Where this connects to underwriting
Your credit team didn't sign up to be a data entry department. When intake is automated, they don't have to be. Borrower financials get analyzed faster, ratio calculations run without someone building them by hand, policy thresholds trigger automatically, and exceptions get flagged right away. The deal moves because the data is already where it needs to be.
So of course, that has a measurable impact. Automating document intake and verification typically cuts approval-to-funding cycle time by up to 40% (Latent Bridge), and in equipment finance, even a modest automation program can shave roughly 18 days off a typical 73-day sales cycle (Monitor Suite). Eighteen days your team gets back. Eighteen days your vendor doesn't spend wondering what's happening with their deal.

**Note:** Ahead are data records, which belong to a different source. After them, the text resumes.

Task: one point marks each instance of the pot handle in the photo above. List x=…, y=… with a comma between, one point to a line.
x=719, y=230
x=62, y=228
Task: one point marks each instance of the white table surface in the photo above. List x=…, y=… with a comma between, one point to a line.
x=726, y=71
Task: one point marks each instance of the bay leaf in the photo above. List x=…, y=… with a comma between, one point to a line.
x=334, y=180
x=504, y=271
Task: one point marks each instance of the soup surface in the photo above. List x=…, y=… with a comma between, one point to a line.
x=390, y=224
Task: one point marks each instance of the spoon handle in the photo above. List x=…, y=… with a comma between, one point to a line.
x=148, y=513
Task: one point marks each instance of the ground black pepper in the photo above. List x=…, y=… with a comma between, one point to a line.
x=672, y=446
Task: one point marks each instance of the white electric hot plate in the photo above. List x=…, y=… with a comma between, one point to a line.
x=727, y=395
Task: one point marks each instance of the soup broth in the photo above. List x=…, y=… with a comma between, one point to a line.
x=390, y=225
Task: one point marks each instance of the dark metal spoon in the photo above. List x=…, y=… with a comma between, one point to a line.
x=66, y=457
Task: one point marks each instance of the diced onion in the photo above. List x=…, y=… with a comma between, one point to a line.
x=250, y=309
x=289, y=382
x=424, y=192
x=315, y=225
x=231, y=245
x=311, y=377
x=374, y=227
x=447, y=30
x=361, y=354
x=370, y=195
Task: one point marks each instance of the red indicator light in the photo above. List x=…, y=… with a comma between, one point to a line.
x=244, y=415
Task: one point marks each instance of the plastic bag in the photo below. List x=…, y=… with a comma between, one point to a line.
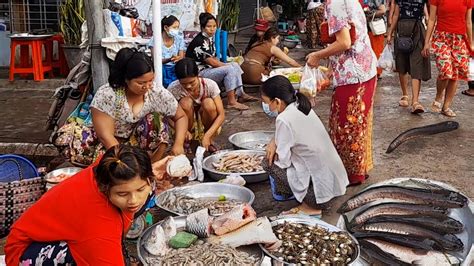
x=308, y=84
x=386, y=60
x=198, y=173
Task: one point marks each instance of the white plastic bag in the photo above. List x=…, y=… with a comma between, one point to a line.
x=386, y=60
x=308, y=84
x=198, y=173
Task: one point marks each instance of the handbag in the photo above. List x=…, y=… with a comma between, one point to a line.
x=377, y=27
x=328, y=39
x=405, y=44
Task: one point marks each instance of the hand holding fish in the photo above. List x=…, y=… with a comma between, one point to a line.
x=271, y=152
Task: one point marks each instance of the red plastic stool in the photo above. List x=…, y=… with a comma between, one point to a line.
x=59, y=63
x=36, y=67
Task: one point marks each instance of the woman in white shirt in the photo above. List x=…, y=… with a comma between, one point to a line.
x=301, y=158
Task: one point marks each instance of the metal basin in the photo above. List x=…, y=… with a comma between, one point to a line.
x=251, y=140
x=209, y=190
x=210, y=171
x=144, y=256
x=301, y=219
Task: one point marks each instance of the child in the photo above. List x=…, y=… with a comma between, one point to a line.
x=301, y=158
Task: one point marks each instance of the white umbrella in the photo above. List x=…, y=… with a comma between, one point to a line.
x=157, y=42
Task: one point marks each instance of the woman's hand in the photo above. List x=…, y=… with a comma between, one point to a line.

Why this type of AI delivers faster than you'd expect
Predictive risk modeling is genuinely exciting if you have a data science team, eighteen months, and a very patient CFO. Document automation has a much lower bar to entry. It reduces manual hours from day one, improves cycle time without requiring you to rethink your credit philosophy, and doesn't ask anyone to burn everything down and start over to see results.
By removing hand-typing from the intake process, lenders can see up to 50% more applications processed per operations FTE without adding headcount (GeekyAnts). Speed isn't a nice-to-have in equipment finance. It's what borrowers are actually asking for.
Final takeaway
The most expensive part of your workflow might be the part nobody's paying attention to. Fewer manual steps between application and approval means faster turnaround, more deals, and vendors who actually want to keep sending you business. The handwritten application isn't going away anytime soon. What can change is what happens the moment it arrives.